AMAZON has become the latest company to start investing in game-streaming technology that could render games consoles obsolete.

According to a report in The Information that has been confirmed by Deadline, the web giant is working on its own service that would let gamers play the latest games on much cheaper and smaller devices.

An Xbox One game running on a tablet computer, with touch screen controls

Amazon is reportedly already in negotiations with publishers in an effort to establish a decent library of titles for the service.

Despite that, the service won’t launch until 2020 at the earliest.

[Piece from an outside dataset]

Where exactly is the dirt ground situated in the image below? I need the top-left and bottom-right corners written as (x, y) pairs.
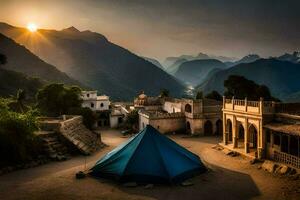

Microsoft has already revealed its streaming service, Project xCloud that could allow gamers to play top-tier games on almost any device with a screen capable of displaying them.

The Xbox-maker started testing on the service using internet connections from 10Mbps and upwards — that’s roughly 40 per cent slower than the average UK broadband speed, suggesting that these services should work widely across the UK when they do arrive.

Amazon’s Fire TV sticks already support some games — but they’re a long way from top-tier console titles
Amazon UK

That service, which is being designed to run over 4G and 5G mobile networks as well as wired broadband, could form part of a new streaming Xbox One or a streaming-only version of the Xbox Two.

Google has also dipped its toes into game streaming with what was dubbed Project Yeti, which was tested last year using Assassin’s Creed Odyssey.

Game streaming has been touted for years, but there has always been a gulf between expectation and reality.

Unlike with video, game streaming services need to react in milliseconds to inputs from users.

Even with the fastest of internet connections this can be tricky given the amount of time it takes for a signal to be transmitted from a controller to a remote server and back again — so even if you can deliver the video data instantaneously there is still that lag to contend with.

Advances in both AI technology–effectively anticipating your next move so it can get a head start–as well as streaming itself mean this is now much closer to reality.